Pie Crust

Pie Crust (4 rounds)

I have two pie crust recipes. This one makes four rounds. Which is enough four two double-crust (top and bottom) pies or four single-crust pies (bottom only; such as a custard). Both pie crust recipes come from my Grandma Edna, my Dad’s mother. I’m pretty sure that my Grandma Ruth, Mom’s mother, also used these same basic recipes. I typically make this four crust recipe because it’s never a bad idea to have an extra pie crust in the freezer to be filled with something yummy!

If you wonder about the addition of vinegar in this recipe. The vinegar helps to prevent the formation of gluten which makes for a tough crust.


  • 520 g or 4 cups all-purpose flour

  • 1 tablespoon granulated sugar

  • 2 teaspoons fine sea salt

  • 225 g or 1 cup butter, cold and cut into small cubes

  • 170 g or 3/4 vegetable shortening (preferably Crisco), cut into small cubes

  • 125 ml or 1/2 cup very cold water

  • 1 large egg

  • 1 tablespoon vinegar (white or cider is fine)

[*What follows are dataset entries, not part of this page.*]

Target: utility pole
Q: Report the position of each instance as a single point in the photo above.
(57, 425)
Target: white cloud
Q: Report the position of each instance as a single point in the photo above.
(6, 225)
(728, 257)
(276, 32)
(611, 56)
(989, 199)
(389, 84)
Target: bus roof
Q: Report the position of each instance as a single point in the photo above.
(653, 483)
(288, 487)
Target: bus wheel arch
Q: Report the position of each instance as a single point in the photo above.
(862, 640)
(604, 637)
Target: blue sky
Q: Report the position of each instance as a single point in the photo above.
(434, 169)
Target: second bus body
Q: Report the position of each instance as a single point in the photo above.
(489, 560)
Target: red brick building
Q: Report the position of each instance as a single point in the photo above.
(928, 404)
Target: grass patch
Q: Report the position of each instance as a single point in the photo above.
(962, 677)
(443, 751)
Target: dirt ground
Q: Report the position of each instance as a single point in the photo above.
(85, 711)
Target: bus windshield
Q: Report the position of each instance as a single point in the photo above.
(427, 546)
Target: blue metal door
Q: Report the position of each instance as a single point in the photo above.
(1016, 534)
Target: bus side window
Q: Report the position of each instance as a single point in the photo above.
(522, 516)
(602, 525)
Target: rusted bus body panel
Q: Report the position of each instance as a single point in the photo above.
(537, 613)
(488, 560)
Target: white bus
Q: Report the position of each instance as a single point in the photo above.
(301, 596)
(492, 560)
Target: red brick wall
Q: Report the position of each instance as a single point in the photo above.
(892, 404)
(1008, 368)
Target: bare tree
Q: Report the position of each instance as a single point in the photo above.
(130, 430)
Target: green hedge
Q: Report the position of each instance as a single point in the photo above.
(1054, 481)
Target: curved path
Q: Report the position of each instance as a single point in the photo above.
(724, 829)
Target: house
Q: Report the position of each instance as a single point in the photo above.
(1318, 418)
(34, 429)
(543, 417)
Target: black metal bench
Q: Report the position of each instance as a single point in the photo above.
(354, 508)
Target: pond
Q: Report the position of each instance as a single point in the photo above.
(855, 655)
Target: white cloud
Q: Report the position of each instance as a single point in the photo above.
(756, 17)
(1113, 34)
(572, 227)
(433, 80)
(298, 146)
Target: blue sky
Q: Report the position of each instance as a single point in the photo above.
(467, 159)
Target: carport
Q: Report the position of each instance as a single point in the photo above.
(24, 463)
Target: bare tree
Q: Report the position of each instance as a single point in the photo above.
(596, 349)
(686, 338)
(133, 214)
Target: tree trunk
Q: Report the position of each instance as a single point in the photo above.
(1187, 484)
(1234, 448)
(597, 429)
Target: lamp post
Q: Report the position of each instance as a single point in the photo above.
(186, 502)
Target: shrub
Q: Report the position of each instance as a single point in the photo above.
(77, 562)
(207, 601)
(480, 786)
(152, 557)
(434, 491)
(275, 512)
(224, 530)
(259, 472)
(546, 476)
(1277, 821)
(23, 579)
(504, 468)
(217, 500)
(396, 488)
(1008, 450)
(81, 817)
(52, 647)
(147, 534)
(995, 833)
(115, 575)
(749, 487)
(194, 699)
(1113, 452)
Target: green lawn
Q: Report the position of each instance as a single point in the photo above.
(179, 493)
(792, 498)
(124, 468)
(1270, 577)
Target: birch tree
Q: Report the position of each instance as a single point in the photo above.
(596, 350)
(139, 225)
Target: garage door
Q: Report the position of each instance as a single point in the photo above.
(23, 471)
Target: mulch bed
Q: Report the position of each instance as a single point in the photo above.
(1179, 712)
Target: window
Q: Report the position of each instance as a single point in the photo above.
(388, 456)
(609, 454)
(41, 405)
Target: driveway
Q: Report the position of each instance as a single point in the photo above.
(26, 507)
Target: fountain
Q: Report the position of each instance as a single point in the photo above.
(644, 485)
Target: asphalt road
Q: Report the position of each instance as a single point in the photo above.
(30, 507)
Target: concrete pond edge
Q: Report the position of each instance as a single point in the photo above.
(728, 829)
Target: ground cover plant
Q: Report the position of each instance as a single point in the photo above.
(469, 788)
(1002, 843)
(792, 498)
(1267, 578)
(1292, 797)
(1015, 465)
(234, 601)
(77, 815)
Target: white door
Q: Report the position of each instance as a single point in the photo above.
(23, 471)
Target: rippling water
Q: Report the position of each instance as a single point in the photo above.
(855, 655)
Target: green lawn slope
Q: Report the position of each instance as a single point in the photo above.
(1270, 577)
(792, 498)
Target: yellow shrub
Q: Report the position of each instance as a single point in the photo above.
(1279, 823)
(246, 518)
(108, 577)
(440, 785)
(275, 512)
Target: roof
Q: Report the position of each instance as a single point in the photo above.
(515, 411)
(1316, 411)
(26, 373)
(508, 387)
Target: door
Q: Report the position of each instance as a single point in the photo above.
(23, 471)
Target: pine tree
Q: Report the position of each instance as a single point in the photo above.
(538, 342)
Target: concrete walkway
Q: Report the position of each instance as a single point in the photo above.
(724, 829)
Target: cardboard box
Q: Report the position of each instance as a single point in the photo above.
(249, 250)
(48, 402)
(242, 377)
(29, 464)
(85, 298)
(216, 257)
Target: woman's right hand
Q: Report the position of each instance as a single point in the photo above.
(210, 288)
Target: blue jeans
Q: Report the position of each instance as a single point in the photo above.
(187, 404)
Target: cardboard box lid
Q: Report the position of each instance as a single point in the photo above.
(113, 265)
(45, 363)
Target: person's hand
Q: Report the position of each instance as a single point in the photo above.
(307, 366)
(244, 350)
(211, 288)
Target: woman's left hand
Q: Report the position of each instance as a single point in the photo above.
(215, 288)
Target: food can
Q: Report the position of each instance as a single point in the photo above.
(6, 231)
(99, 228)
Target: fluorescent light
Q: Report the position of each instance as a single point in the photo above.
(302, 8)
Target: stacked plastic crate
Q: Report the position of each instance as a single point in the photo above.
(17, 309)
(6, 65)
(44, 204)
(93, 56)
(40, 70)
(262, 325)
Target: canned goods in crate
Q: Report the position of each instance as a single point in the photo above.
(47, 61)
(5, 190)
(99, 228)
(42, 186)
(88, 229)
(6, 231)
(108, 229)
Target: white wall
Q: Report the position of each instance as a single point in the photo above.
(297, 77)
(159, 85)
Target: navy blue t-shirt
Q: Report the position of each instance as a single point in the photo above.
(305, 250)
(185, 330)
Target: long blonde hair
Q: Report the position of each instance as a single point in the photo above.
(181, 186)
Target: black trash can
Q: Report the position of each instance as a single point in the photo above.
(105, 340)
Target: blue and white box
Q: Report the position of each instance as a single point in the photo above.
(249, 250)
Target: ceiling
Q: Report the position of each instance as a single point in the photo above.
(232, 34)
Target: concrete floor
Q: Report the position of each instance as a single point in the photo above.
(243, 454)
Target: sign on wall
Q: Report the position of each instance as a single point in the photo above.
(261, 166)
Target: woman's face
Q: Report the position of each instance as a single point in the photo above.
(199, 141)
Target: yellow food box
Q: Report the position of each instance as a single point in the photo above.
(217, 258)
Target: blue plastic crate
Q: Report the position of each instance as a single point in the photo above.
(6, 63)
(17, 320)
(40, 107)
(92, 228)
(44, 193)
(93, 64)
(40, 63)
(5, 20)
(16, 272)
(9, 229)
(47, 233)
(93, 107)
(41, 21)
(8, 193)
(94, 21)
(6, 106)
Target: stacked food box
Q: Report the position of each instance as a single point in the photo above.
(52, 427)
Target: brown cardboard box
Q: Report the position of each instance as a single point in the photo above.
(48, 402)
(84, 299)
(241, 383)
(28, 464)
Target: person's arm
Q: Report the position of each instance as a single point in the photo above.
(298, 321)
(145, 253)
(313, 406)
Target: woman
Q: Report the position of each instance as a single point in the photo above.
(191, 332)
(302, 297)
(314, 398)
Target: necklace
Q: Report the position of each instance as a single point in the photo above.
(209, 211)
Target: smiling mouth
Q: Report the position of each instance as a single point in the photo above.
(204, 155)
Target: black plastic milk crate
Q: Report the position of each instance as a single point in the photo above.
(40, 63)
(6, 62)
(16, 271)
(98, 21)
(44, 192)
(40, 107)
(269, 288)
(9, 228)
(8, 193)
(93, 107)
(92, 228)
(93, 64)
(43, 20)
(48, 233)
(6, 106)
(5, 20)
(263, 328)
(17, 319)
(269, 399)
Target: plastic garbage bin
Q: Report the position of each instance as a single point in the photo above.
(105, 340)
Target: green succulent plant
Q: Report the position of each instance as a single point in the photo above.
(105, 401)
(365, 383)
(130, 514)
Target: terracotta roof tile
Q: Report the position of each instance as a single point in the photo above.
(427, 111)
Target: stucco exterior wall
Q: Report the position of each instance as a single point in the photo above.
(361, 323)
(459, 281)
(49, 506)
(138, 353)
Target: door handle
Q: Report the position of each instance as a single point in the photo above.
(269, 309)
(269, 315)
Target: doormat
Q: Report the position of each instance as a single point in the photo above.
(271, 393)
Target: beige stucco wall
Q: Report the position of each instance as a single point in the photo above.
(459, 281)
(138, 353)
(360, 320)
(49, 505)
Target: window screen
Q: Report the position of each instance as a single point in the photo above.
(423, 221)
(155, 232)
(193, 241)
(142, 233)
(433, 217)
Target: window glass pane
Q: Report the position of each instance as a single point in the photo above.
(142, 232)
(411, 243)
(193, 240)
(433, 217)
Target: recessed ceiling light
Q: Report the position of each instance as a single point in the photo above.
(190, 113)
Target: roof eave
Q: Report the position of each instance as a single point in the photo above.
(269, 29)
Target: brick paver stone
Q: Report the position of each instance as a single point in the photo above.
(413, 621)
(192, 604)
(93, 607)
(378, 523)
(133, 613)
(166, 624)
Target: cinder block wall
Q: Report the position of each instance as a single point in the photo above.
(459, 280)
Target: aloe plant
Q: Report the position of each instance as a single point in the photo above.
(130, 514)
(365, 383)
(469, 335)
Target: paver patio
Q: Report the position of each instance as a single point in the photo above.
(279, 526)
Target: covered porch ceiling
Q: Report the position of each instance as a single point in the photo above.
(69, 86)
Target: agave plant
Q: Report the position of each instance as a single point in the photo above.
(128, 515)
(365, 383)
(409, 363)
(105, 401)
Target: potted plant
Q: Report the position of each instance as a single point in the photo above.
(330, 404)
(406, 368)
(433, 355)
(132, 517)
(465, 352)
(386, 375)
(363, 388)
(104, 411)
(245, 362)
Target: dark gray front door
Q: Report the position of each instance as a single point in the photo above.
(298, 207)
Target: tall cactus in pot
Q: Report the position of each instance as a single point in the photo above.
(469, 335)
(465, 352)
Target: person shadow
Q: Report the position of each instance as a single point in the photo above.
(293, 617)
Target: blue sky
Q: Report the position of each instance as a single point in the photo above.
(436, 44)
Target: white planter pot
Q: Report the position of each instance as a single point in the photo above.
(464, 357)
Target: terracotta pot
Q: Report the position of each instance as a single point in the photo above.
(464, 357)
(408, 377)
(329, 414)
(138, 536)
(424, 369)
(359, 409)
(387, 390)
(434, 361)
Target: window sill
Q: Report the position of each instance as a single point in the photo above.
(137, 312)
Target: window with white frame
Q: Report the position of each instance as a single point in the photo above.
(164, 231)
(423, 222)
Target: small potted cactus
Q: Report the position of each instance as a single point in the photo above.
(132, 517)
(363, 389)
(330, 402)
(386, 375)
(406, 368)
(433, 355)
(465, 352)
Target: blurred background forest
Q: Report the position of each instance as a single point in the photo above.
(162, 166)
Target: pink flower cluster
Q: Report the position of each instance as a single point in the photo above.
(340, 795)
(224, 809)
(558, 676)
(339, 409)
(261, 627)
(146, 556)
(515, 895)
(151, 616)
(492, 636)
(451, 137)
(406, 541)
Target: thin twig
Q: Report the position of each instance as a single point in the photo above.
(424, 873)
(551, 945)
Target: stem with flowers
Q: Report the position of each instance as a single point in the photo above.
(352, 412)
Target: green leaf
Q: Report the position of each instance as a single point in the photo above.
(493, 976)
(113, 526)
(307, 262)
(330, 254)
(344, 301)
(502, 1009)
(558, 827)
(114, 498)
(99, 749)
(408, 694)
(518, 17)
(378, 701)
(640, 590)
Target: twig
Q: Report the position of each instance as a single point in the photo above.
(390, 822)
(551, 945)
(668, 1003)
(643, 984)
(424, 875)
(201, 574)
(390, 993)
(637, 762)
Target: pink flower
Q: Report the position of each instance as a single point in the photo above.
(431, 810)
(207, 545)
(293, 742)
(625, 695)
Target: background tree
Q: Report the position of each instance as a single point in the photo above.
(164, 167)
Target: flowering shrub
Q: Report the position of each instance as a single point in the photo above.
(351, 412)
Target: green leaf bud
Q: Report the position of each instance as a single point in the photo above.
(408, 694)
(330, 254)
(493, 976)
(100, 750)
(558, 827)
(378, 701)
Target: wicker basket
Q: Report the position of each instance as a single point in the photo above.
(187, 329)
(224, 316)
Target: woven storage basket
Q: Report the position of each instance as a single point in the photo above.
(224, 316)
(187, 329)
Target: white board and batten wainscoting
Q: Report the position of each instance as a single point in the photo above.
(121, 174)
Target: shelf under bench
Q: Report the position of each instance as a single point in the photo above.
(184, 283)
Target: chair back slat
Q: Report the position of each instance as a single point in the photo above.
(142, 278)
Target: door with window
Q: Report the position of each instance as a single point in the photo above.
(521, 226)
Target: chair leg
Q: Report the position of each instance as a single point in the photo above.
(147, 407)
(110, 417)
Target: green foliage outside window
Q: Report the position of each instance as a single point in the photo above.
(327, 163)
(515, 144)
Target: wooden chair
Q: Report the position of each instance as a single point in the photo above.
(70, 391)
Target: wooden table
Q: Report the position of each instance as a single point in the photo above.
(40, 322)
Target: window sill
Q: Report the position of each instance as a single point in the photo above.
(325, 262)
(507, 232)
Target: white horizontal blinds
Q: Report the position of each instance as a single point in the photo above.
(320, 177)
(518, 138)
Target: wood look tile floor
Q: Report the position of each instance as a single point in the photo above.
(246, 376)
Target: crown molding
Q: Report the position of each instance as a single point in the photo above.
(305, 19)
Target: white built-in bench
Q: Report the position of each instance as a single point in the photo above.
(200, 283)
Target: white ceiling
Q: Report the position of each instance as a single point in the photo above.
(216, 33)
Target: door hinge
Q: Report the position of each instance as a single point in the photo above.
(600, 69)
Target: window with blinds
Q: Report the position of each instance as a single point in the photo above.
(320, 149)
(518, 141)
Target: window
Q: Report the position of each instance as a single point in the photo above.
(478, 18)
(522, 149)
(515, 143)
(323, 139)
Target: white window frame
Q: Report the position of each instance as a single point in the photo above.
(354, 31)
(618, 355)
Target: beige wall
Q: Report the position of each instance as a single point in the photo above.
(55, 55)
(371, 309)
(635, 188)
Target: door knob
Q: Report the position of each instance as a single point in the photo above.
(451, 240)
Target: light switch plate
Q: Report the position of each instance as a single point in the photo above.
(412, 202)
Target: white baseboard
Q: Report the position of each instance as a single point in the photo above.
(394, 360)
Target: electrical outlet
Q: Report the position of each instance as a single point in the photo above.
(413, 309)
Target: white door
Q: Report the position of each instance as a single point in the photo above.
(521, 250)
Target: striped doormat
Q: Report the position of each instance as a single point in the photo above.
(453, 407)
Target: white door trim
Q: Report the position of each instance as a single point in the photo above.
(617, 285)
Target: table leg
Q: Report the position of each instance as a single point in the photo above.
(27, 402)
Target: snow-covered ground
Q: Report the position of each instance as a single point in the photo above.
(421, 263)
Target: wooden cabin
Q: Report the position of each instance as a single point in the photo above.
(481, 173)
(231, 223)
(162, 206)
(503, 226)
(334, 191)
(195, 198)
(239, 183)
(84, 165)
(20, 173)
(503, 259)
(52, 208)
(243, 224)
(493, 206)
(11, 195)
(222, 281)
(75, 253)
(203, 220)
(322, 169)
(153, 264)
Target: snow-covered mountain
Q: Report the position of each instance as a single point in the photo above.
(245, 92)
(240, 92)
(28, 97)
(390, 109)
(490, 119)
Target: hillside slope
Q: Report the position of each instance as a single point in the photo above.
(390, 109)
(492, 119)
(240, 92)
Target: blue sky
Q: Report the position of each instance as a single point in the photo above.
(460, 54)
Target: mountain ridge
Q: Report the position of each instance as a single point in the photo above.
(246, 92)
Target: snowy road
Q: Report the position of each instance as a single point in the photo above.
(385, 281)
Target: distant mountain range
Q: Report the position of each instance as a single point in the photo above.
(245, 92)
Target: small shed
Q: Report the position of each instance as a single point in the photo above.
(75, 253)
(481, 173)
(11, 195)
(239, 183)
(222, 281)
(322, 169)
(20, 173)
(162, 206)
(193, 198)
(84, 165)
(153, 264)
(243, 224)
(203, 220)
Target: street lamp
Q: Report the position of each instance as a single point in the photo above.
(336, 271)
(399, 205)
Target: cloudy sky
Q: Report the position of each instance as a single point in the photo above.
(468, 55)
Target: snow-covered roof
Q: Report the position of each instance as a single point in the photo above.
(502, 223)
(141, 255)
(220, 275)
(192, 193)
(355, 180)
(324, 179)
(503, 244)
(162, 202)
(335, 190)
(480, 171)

  • In a large bowl, mix flour, sugar, and salt. With a pastry cutter, fork, or fingertips, gradually work the Crisco and butter into the flour mixture for about 3 or 4 minutes until the mixture resembles a coarse meal. You don’t want any large cubes of butter or shortening to remain.
  • Break an egg into a small bowl and beat the egg lightly. Add the water and vinegar to the egg and mix together. Pour the egg, water, and vinegar mixture into the flour/shortening mixture. Gently mix everything together with your hands until all of the ingredients are incorporated. You want to do this quickly so the ingredients warm up as little as possible.
  • Separate the dough into four equal pieces. Form each piece into a rough round about an inch thick. This makes it easier to roll out the dough for a pie. Wrap each round of dough in plastic and place them in the freezer until you need them. (If you will be using the pie crust immediately you’ll still want to put in the freezer for about 15 to 20 minutes to chill. If using the dough later in the same day, put in the refrigerator for at least 1 hour).
  • When you are ready to use the dough to make a pie, remove the dough from the freezer and allow to thaw on the kitchen counter for about 30 minutes. On a floured surface roll the dough, starting at the center and working your way out. (Sprinkle some flour over top of the dough if it’s a bit too moist.) If the dough is sticking to the countertop use a metal bench scraper or metal spatula and carefully lift the dough and flip it over. Continue rolling until it’s about 1/8 inch thick and 1/2 inch larger in diameter than your pie pan.
  • Gently fold the dough in half and lift the dough carefully from the surface of the counter into the pie pan. (You can also lay the dough over the rolling pin and use the rolling pin to transfer the dough from counter to pie plate.) Gently press the dough against the corner of the pan. Go around the pie pan pinching and tucking the dough to make a clean edge.
  • Now you’re ready to fill your crust. If this is a single crust pie. You will want to crimp the edges of the pie before you fill it. If you need time to make the filling, put the pie crust in the refrigerator while you make the filling. If this is for a double crust pie, you will put the pie plate with the bottom crust in the refrigerator while you make the filling and rolling out the top crust.